On Thu, Nov 10, 2011 at 6:12 PM, Andrew Deason <[email protected]> wrote:
> On Tue, 19 Jul 2011 18:10:38 -0500
> Tom Keiser <[email protected]> wrote:
>
>> Please see
>> http://tools.ietf.org/html/draft-keiser-afs3-xdr-primitive-types-00.
>> Comments are hereby solicited.
>
> Comments:
>
>>> 1. Introduction
> [...]
>>> The Rx RPC protocol utilizes XDR [RFC4506] as its means of encoding
>>> RPC call and response payloads. While XDR provides type definitions
>>> for each popular bit-length integer, it does so using relatively
>>> ambiguous names (e.g., hyper).
>
Hi Andrew,
Thank you for the detailed review.
> I don't think it's quite right to call the names "ambiguous", as the
> format, width, etc are explicitly defined in RFC4506. I think
> "confusing" makes more sense.

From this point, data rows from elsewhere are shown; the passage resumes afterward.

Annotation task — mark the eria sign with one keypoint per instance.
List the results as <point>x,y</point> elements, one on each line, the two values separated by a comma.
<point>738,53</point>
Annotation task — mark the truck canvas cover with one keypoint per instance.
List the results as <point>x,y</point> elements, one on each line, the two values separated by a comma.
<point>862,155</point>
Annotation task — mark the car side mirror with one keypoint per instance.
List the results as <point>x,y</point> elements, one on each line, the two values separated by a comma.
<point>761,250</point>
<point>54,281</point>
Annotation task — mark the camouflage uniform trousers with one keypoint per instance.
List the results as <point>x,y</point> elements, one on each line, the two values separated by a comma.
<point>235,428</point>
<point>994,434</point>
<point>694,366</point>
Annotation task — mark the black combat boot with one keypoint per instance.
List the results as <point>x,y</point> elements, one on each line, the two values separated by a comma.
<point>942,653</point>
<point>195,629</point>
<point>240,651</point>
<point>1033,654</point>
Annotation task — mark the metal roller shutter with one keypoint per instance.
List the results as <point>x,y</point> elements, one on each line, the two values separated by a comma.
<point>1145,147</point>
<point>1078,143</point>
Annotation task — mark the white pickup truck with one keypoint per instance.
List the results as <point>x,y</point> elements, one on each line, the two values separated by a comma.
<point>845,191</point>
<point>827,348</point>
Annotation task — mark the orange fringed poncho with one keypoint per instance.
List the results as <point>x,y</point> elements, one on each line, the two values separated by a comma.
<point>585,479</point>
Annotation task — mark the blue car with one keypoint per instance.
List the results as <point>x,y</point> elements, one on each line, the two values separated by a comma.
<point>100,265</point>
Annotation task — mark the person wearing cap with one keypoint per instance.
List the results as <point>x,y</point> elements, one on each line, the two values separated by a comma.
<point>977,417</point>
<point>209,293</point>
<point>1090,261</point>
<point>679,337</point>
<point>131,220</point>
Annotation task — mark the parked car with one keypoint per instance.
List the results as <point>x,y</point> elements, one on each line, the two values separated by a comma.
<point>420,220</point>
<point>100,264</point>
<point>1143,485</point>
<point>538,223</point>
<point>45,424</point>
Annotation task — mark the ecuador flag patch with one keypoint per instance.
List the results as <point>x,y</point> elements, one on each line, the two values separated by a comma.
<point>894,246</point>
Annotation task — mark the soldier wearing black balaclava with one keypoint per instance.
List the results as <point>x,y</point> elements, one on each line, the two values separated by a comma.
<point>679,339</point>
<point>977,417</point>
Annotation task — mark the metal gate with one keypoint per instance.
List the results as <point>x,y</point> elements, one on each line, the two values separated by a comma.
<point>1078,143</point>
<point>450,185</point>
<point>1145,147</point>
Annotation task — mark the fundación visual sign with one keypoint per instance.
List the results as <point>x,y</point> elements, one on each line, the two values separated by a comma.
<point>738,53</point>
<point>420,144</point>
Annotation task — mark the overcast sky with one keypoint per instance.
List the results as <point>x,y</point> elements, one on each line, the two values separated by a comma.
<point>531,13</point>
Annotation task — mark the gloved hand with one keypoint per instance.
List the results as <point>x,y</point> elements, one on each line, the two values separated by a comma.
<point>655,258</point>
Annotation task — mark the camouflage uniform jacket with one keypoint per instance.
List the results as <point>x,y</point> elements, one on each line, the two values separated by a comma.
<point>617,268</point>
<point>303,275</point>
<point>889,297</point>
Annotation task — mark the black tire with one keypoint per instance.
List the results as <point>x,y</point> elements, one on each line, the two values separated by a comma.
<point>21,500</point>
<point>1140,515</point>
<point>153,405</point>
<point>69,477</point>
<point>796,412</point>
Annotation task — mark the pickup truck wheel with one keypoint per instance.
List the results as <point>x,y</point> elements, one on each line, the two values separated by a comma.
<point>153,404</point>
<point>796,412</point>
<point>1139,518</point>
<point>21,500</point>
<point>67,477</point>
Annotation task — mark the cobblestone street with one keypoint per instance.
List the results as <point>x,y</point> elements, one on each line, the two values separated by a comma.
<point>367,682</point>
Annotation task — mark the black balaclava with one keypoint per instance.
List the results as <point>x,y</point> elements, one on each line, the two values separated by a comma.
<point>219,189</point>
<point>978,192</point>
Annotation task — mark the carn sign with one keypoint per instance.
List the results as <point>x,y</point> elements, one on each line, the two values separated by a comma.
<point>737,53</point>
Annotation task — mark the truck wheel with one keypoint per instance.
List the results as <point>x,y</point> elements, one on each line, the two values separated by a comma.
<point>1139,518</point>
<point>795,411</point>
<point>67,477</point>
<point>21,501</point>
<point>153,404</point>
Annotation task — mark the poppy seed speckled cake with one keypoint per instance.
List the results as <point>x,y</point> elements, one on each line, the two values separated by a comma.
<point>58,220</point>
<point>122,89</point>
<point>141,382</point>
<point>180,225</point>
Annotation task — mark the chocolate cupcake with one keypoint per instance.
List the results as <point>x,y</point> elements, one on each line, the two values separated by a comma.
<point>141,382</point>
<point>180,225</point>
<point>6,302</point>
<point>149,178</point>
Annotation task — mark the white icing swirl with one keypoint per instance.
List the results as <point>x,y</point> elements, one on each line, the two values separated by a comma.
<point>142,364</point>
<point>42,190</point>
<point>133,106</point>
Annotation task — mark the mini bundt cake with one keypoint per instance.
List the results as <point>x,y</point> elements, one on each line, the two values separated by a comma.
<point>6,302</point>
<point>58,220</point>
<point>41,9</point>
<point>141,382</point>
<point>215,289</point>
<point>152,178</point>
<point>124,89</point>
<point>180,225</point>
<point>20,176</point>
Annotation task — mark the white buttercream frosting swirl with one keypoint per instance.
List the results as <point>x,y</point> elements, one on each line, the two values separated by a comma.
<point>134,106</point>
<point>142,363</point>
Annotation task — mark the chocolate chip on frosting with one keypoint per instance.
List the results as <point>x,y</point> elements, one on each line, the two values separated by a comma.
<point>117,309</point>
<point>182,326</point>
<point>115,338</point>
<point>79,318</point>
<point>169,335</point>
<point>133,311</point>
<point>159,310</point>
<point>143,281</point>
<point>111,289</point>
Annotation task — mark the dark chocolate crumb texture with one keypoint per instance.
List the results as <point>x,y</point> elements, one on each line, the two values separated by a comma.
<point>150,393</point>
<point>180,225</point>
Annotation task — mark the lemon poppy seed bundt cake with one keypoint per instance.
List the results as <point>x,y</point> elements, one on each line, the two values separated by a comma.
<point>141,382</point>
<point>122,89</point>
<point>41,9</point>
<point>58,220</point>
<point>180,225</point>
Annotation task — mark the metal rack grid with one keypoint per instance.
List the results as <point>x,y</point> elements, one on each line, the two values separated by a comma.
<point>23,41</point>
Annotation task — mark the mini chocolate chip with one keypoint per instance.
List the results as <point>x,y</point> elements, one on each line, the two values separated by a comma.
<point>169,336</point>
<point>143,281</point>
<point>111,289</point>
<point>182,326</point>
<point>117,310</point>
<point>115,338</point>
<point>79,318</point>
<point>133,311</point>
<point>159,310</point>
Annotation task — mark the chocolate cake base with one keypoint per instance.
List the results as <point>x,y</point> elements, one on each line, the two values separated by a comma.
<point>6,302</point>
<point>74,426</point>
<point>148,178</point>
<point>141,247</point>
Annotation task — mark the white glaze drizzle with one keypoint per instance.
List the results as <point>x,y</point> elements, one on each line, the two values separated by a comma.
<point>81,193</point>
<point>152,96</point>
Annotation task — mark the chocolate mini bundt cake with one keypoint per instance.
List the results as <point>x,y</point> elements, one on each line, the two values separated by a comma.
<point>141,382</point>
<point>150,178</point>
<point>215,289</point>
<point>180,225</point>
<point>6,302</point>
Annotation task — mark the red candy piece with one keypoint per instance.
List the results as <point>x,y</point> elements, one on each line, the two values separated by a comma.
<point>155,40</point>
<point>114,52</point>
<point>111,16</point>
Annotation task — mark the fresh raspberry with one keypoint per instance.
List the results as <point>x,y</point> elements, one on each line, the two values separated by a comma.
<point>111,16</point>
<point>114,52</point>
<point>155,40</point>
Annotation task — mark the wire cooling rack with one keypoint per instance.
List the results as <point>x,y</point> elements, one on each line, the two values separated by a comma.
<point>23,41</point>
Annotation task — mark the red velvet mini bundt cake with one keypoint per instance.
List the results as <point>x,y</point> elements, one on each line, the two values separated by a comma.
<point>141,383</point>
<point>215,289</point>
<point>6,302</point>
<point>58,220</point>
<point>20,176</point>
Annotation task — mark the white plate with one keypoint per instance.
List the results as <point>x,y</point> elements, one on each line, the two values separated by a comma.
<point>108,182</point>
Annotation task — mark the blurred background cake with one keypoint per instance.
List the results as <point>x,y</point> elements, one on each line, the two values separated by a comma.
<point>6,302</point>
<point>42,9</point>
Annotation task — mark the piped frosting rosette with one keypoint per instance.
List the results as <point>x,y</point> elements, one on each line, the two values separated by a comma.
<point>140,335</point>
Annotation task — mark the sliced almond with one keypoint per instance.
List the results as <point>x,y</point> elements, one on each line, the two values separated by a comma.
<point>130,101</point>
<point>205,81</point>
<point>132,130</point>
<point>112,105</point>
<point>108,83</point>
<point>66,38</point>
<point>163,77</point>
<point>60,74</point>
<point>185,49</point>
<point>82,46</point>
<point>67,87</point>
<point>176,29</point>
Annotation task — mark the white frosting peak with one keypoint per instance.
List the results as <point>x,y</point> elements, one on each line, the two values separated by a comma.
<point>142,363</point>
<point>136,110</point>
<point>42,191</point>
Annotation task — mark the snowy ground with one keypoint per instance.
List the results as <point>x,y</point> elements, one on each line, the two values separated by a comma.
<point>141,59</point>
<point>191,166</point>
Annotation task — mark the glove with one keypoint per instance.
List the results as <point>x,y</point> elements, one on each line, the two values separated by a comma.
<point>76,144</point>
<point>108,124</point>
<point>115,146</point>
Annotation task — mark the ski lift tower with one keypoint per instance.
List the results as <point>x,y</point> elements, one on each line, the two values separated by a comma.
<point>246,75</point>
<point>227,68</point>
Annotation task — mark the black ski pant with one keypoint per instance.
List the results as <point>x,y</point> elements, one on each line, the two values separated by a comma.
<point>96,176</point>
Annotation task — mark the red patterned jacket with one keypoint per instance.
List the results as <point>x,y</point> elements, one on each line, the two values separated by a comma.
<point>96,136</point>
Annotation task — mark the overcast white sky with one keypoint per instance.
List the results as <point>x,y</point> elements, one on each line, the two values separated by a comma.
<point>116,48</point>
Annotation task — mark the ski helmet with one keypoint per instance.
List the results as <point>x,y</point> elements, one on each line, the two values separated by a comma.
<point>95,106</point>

I don't think this is deserving of a new
> revision or anything, though; but if you happen to cut a new one for
> other reasons anyway...
>
That's fair. I suspect this will go through at least one more
revision, so I will adopt your wording.
>>> 4. afsUUID
> [...]
>>> +-+-+-+-+-+-+-+-+-+-+-+-+-+-+-+-+-+-+-+-+-+-+-+-+-+-+-+-+-+-+-+-+
>>> | {3} | node[4] |
>>> +-+-+-+-+-+-+-+-+-+-+-+-+-+-+-+-+-+-+-+-+-+-+-+-+-+-+-+-+-+-+-+-+
>>> | {3} | node[5] |
>>> +-+-+-+-+-+-+-+-+-+-+-+-+-+-+-+-+-+-+-+-+-+-+-+-+-+-+-+-+-+-+-+-+
>>>
>>> {1} clock_seq_hi_and_reserved
>>> {2} clock_seq_low
>>> {3} sign extended padding: 0, or 0xffffff depending on value
>>> of MSB in field to be sign-extended and padded
>
> Should there be some kind of explicit identification of which {3} fields
> correspond to the sign extension of which field? This is pretty
> intuitive by the rest of the document, but it is not explicit in this
> diagram.
>
> However, I think this separation unnecessarily complicates the spec; the
> diagram layout implicitly depends on XDR "internals" (that is, node[5]
> is on the right because XDR encodes with NBO, but we don't care since we
> offload the encoding to the XDR "int" type). I think it would be easier
> to just, for example, have the whole 32-bit row be node[5], but you just
> restrict node[5] to having values between 127 and -128 inclusive.
>
Ok. I'll simplify this to just be a set of integer range constraints,
and otherwise discuss these fields as being sent over the wire as
32-bit wide XDR integers.
> See below:
>
>>> 4.1. Encoding
> [...]
>>> Many of the fields which are encoded in this data structure are
>>> smaller than four octets. In order to XDR encode these fields, they
>>> must first be resized. Since many of these fields are signed, this
>>> involves sign extension. This process depends upon the machine
>>> architecture. Virtually all machines in existence today utilize 2s-
>>> complement integer arithmetic, where this process merely involves
>>> padding with zeros if the MSB is zero or ones if the MSB is one.
>
> This seems to suggest that the encoding and decoding depends on the
> in-memory implementation of negative numbers of the machine doing the
> encoding and decoding, which is definitely inappropriate for a network
> protocol. I find this section a bit confusing, though; I don't see the
> need to really discuss sign-extension of the values, since the encoding
> of the individual fields is dictated by XDR. That is, if node[0] is -5,
> the algorithm for encoding is not "sign-extend -5 according to
> 2s-complement", but rather "give the XDR encoding routine a 32-bit
> integer of value -5".
>
Hmm. That's a good point. Dealing with how the microarchitecture
represents the integer is purely XDR's problem; I'll simplify the
language and the diagram to follow this line of reasoning.